Tea Act and Boston Tea Party
Samuel Adams spent a great deal of time and effort promoting the opposition to the British Tea Act of 1773 which became the catalyst to the Boston Tea Party. Reacting to colonial pressure in 1770, Lord North repealed four of the five Townshend Duties, keeping only the tax on tea. The American colonists refused to buy the commodity out of principle of no taxation without representation. The local population chose to consume smuggled tea which was actually more expensive. This situation brought financial difficulty to the East Indian Company.
In 1773 the Tea Act was passed which gave the East Indian Company the monopoly to import tea to the colonies and the power to choose only selected merchants to distribute the commodity. This Act taxed the tea at the source in India rather than at the consumer level therefore making tea cheaper for consumers in the colony. But the colonists were not fooled by these new measures, they did not like the power the government had over the distribution of tea and they were suspicious over their intentions. So, when the first shipment of tea arrived at the ports of Philadelphia and New York they were not allowed to land.

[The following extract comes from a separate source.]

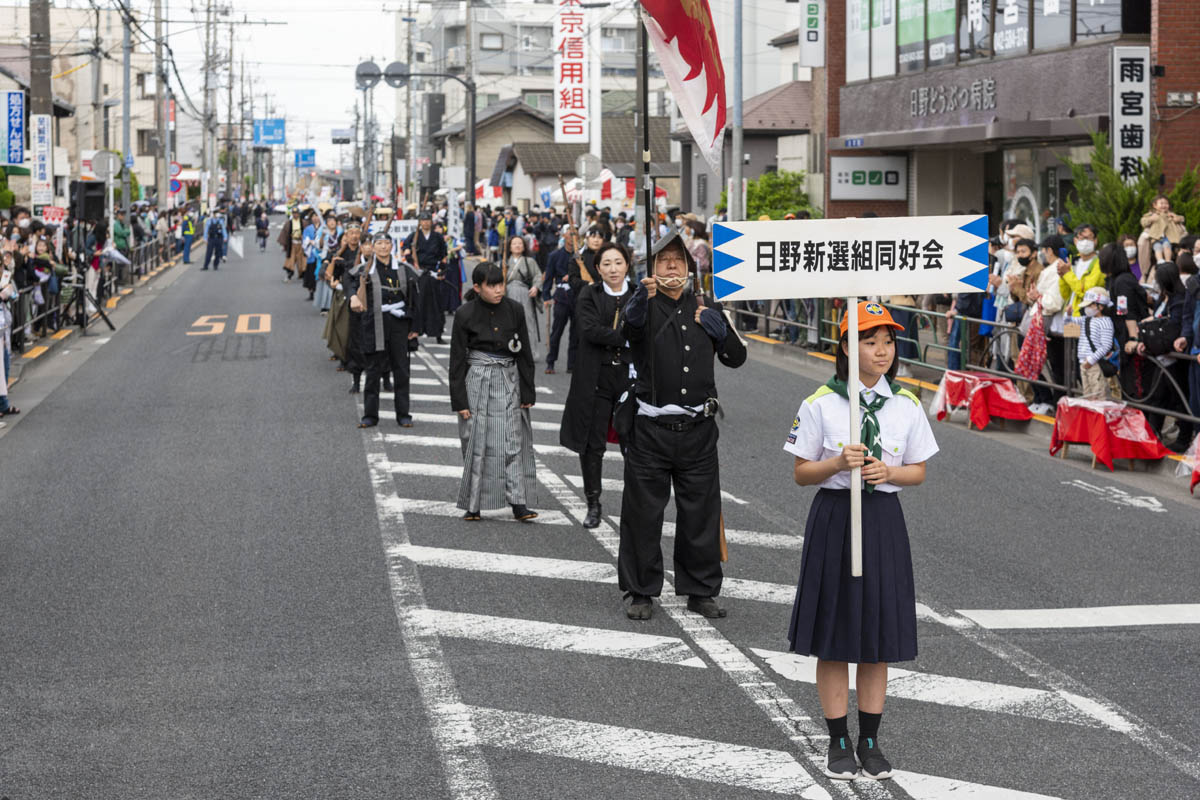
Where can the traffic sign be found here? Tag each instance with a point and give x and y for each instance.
(106, 164)
(846, 258)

In Boston, Sam Adams was promoting opposition to the Tea Act. On November 3, 1773 he published an influential article, Resolutions of the Town of Boston. In it he calls for all Americans to oppose this tax and to not pay the duty on tea or become “an enemy to America”. He also called for the resignation of the East Indian Company representative in the colony in order to keep the peace and order in town.

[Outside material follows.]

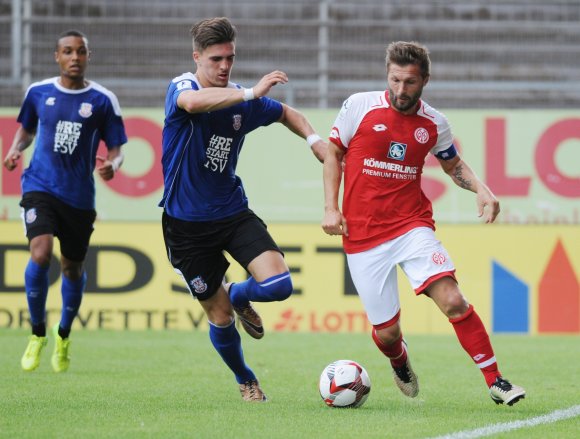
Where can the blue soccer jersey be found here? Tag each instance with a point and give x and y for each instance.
(69, 125)
(200, 154)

When the East Indian ship, the Dartmouth arrived at Boston Harbor it was not allowed to unload. SA wanted the ship to return without paying the importation duties, which was required by law. He held a meeting at Faneuil Hall and by his own account in a letter addressed to Arthur Lee, 31 December 1773, at least seven thousand men, many of whom had come from towns at the distance of twenty miles had gathered near the proximities of Faneuil Hall to support Adams’ petition for the ship to return but Governor Hutchinson refused to give permission and strongly stood his ground. That evening a group of angry men who were attending the meeting left to the harbor where the ships were docked, some of them disguised as Mohawk Indians and in less than four hours the contents of 342 chests was thrown into the sea without injury to the vessels or any other property.
We do not know for sure if Adams attended or directly incited the Boston Tea Party but we do know that he worked hard to publicize it and to defend it making it part of his fight for independence.